The US Dollar (USD) is the official currency of the United States of America, and the ‘de facto’ currency of a significant number of other countries where it is found in circulation alongside local notes. It is the most heavily traded currency in the world, accounting for over 88% of all global foreign exchange turnover, or an average of $6.6 trillion in transactions per day, according to data from 2022. Following the second world war, the USD took over from the British Pound as the world’s reserve currency. For most of its history, the US Dollar was backed by Gold, until the Bretton Woods Agreement in 1971 when the Gold Standard went away.

The most important single factor impacting on the value of the US Dollar is monetary policy, which is shaped by the Federal Reserve (Fed). The Fed has two mandates: to achieve price stability (control inflation) and foster full employment. Its primary tool to achieve these two goals is by adjusting interest rates. When prices are rising too quickly and inflation is above the Fed’s 2% target, the Fed will raise rates, which helps the USD value. When inflation falls below 2% or the Unemployment Rate is too high, the Fed may lower interest rates, which weighs on the Greenback.

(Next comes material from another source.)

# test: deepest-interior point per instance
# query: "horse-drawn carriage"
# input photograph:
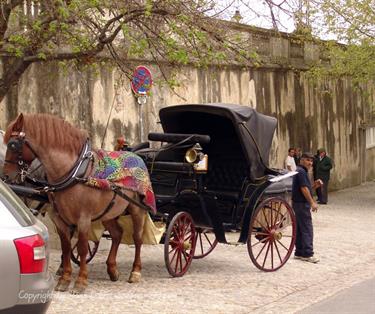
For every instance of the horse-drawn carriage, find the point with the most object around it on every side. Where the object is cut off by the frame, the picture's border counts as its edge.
(209, 171)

In extreme situations, the Federal Reserve can also print more Dollars and enact quantitative easing (QE). QE is the process by which the Fed substantially increases the flow of credit in a stuck financial system. It is a non-standard policy measure used when credit has dried up because banks will not lend to each other (out of the fear of counterparty default). It is a last resort when simply lowering interest rates is unlikely to achieve the necessary result. It was the Fed’s weapon of choice to combat the credit crunch that occurred during the Great Financial Crisis in 2008. It involves the Fed printing more Dollars and using them to buy US government bonds predominantly from financial institutions. QE usually leads to a weaker US Dollar.

Quantitative tightening (QT) is the reverse process whereby the Federal Reserve stops buying bonds from financial institutions and does not reinvest the principal from the bonds it holds maturing in new purchases. It is usually positive for the US Dollar.